On Friday, President Trump lifted tariffs on 437 items imported from China, saying his administration is “making a lot of progress” with the country.
The list of exempted products is “diverse,” NBC News noted, “comprising consumer goods as well as parts, raw materials, components and production equipment for industries ranging from construction to healthcare to mining.”
“The eclectic nature of the list reflects, in part, which industries were most successful at lobbying the USTR to issue exemptions on goods important to their businesses,” the publication said.
Trump said the U.S. will soon have taken in a total of $100 billion in duties on Chinese products.
Ongoing trade negotiations
Hu Xijin, editor of the Global Times, said the exemptions are “seen as a goodwill signal by China.” However, the situation remains delicate.

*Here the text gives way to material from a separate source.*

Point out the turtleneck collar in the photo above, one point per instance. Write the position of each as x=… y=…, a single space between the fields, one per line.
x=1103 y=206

“Interaction of goodwill between China and the US is still fragile,” Xijin tweeted. “Political determination from decision-making circle of the two countries is needed in order to reach a deal.”
A source familiar with the trade discussions told Reuters that the U.S. is asking that China buy a significantly higher quantity of American soybeans and other farm commodities. Chinese delegates are slated to visit American farm regions with U.S. officials next week.
The Trump administration and China’s Communist Party are still on different sides on several key trade issues, “including the U.S. declaring some Chinese state companies national security risks, and Beijing’s refusal to revamp its economic model by eliminating subsidies for state companies,” Reuters noted.